Thursday, June 3, 2010

Insomnia (an excerpt from "Go to Sleep" by Catrina Johnson-Bloun

Insomnia–the inability to go to sleep, or to stay asleep for a full night of rest. This has plagued me for most of my adult life. It seems like a mixed bag of blessing and curse. Lack of sleep, sustained over a period of time, hinders you in a lot of ways. It breaks your concentration and impairs the body’s ability to repair itself.

On the other hand, my wakeful moments are sometimes my most brilliant. I write a lot of my poetry during the midnight hours. A few restless nights isn’t too bad, but I have realized that a sustained period without rest is not a good thing. Not only that, if your lack of rest is brought on by worry and fear, you are working outside of God’s plan for your life.

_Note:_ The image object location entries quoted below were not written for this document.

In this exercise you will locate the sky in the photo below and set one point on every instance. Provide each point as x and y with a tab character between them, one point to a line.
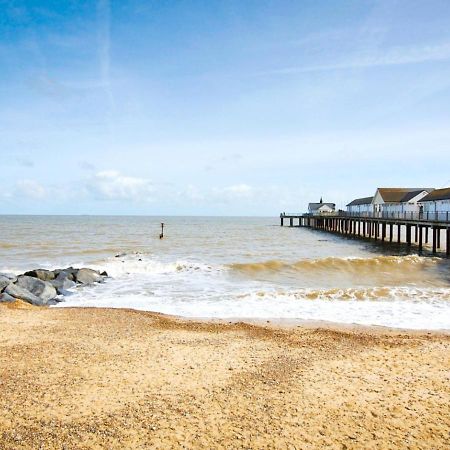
248	107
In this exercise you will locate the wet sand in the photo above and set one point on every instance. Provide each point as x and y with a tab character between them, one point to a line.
105	378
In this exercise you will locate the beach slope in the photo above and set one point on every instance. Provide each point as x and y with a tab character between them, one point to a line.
105	378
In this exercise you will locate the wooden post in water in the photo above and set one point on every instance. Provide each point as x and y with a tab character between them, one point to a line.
408	235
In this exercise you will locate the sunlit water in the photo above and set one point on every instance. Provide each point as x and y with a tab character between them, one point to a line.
234	267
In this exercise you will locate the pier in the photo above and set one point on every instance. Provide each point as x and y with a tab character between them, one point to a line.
419	229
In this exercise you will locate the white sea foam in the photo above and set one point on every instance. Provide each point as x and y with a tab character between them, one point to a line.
199	290
234	267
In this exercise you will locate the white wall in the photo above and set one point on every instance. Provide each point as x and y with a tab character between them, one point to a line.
437	206
360	209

In vain you rise early and stay up late, toiling for food to eat—for he grants sleep to those he loves.
Psalm 127:2.

Not only that, the Lord Himself keeps watch over us, so there is no need for us to stay awake!

My help comes from the LORD, the Maker of heaven and earth. He will not let your foot slip—he who watches over you will not slumber; indeed, he who watches over Israel will neither slumber nor sleep.
Psalm 121:2-4.

Even though God does not slumber or sleep, He created in us a need to do just that. Sleep is needed so that the body can rest, replenish, and dream. I began to think about that. Many of us are exhausted and over-stressed. In our high-tech, fast-paced society we are always driven to do more and to see more. It is no wonder that we can’t turn off our minds when it is time to go to sleep. So how do we conquer this problem? If you watch television, you’ve surely seen the myriad of commercials advertising things designed to help people sleep. But are sleeping aids, as helpful as they are, the best answer? Perhaps we need to ask the Lord to help us sleep. That’s what I am learning to do. And I have learned that God desires sleep for us, and for our enemies. In fact, He uses our sleep, and our dreams, to accomplish his purposes in us.

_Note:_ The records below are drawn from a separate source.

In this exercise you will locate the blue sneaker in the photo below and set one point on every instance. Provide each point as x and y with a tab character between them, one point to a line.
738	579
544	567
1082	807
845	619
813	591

In the creation which crowned the head of man, woman, the Bible says that God caused a “deep sleep” to come upon Adam.

So the LORD God caused the man to fall into a deep sleep; and while he was sleeping, he took one of the man’s ribs and closed up the place with flesh. Then the LORD God made a woman from the rib he had taken out of the man, and he brought her to the man.
Genesis 2:21-22.

This sleep was deep enough to allow God to take a rib from Adam and create Eve. This sleep was so deep that God was able to cut Adam open, extract the material that would fulfill his deepest need, and create that fulfillment without interruption and human intervention. Notice that God already had in Adam everything he needed to make Eve. All it took to pull it out was a good sleep. I dare you to go to sleep and let God go to work on you. There’s no telling what He might bring to you in the morning!